Marie Anne, hearing the scream, ran into the garage where she was shot at by Finch. He then grabbed her head and smashed it into the garage wall, leaving a grapefruit-sized hole. The blow rendered the maid unconscious. When she regained consciousness, Finch ordered her into his wife’s red convertible, where Barbara, also revived was sitting.
“I was crying and crying,” Marie Anne testified. “Dr. Finch entered on the left and demanded the car keys.
“She was looking for something,” the maid continued. “He said, ‘If you don’t do it, I’ll kill you, and I mean it.’”
Barbara leapt out of the car and ran, with Finch pursuing. Meanwhile, Marie Anne managed to get into the house and called police.
“I heard the second shot and I heard her yell ‘Help.’”
That second shot entered Barbara’s body just below her shoulder blade and exited below her heart. She died on the spot.
In the six or seven minutes it took police to respond, Carole and Finch fled, returning to Las Vegas, where they were arrested.
Finch took the stand in his own defense, as did Carole. They each claimed that Barbara was the one who drew the gun, and that she was shot during a scuffle for control of the weapon.
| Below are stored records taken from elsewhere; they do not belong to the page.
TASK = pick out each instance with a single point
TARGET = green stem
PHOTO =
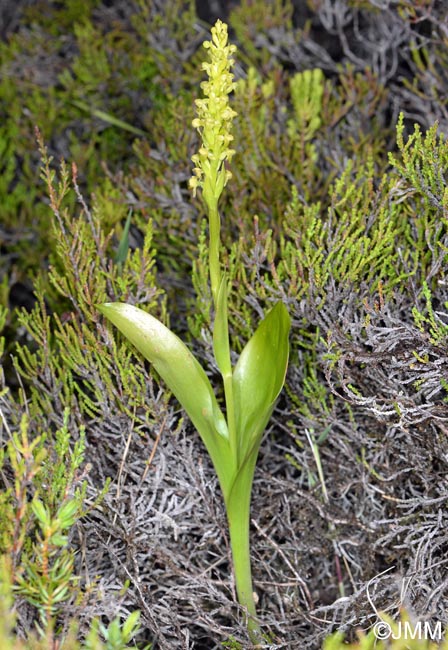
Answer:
(230, 416)
(238, 515)
(214, 243)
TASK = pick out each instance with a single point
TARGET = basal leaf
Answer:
(183, 375)
(259, 376)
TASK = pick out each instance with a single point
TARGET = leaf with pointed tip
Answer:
(259, 376)
(183, 375)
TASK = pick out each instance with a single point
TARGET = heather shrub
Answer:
(338, 207)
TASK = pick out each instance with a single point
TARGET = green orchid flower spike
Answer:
(253, 385)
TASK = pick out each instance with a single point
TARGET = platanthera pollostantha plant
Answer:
(233, 437)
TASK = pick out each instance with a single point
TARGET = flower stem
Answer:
(214, 243)
(238, 515)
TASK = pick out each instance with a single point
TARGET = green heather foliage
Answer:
(338, 207)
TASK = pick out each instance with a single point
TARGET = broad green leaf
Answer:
(221, 331)
(259, 376)
(183, 375)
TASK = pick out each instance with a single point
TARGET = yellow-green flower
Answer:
(214, 118)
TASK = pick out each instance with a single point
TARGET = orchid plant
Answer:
(232, 437)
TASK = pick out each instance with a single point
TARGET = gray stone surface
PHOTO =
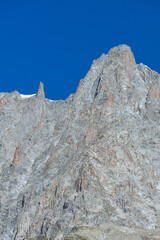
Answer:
(92, 160)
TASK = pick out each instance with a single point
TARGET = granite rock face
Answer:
(87, 167)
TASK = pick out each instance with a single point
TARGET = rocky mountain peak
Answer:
(87, 167)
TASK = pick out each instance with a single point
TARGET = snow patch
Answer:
(27, 96)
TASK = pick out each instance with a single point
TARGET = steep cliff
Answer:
(87, 167)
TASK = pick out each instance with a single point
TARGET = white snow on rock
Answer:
(26, 96)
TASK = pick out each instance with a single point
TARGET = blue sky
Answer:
(56, 41)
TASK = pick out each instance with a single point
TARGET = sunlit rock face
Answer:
(87, 167)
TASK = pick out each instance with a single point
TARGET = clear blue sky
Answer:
(56, 41)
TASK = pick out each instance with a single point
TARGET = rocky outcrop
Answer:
(87, 167)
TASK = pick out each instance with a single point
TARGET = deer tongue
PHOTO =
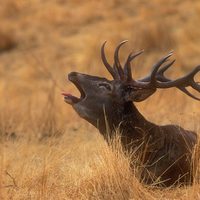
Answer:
(70, 99)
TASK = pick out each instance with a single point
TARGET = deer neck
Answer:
(127, 119)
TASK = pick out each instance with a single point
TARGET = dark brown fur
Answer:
(166, 150)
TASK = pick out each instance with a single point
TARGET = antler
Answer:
(117, 72)
(158, 80)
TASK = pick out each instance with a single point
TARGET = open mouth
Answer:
(69, 98)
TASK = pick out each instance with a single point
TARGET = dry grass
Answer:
(46, 150)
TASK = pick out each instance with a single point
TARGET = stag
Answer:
(109, 103)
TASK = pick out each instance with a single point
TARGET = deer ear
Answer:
(138, 94)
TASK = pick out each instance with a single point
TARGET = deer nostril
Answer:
(72, 74)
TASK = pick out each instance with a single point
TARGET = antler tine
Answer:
(105, 62)
(117, 65)
(181, 83)
(157, 66)
(127, 66)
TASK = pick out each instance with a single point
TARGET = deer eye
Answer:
(104, 85)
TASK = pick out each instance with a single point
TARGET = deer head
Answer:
(100, 96)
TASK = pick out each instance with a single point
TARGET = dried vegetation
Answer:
(46, 150)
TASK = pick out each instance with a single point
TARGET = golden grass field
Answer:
(46, 150)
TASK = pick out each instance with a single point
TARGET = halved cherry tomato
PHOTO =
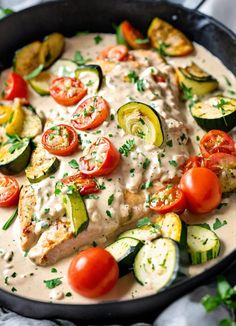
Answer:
(168, 199)
(202, 190)
(91, 113)
(60, 140)
(220, 161)
(133, 36)
(67, 91)
(101, 158)
(216, 141)
(9, 191)
(93, 272)
(84, 184)
(114, 53)
(192, 162)
(16, 86)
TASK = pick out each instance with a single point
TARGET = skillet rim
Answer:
(190, 283)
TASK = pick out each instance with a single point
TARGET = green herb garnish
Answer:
(51, 284)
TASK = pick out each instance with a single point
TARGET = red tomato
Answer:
(93, 272)
(216, 141)
(221, 161)
(67, 91)
(202, 190)
(60, 140)
(101, 158)
(16, 86)
(114, 53)
(9, 191)
(192, 162)
(168, 199)
(84, 184)
(132, 36)
(91, 113)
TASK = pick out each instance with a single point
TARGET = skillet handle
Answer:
(190, 4)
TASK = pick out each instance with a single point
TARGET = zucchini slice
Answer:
(203, 244)
(52, 47)
(14, 155)
(41, 83)
(167, 39)
(32, 125)
(91, 76)
(76, 211)
(156, 264)
(42, 164)
(215, 113)
(27, 58)
(63, 68)
(145, 233)
(171, 226)
(197, 79)
(124, 251)
(141, 120)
In the spring of 1961 — after the first trial ended in a hung jury over the question of the degree of the offense — Finch and Carole were both convicted of first degree murder and sentenced to life in prison.
Carole served 8 years of her sentence before she was paroled. She changed her name.
Finch served 10 years in San Quentin before he also received parole. He moved out of state, had his medical license reinstated, remarried, and died in 1995 at the age of 77. Carole lives under an assumed name and resides in the West Covina, California area (2012).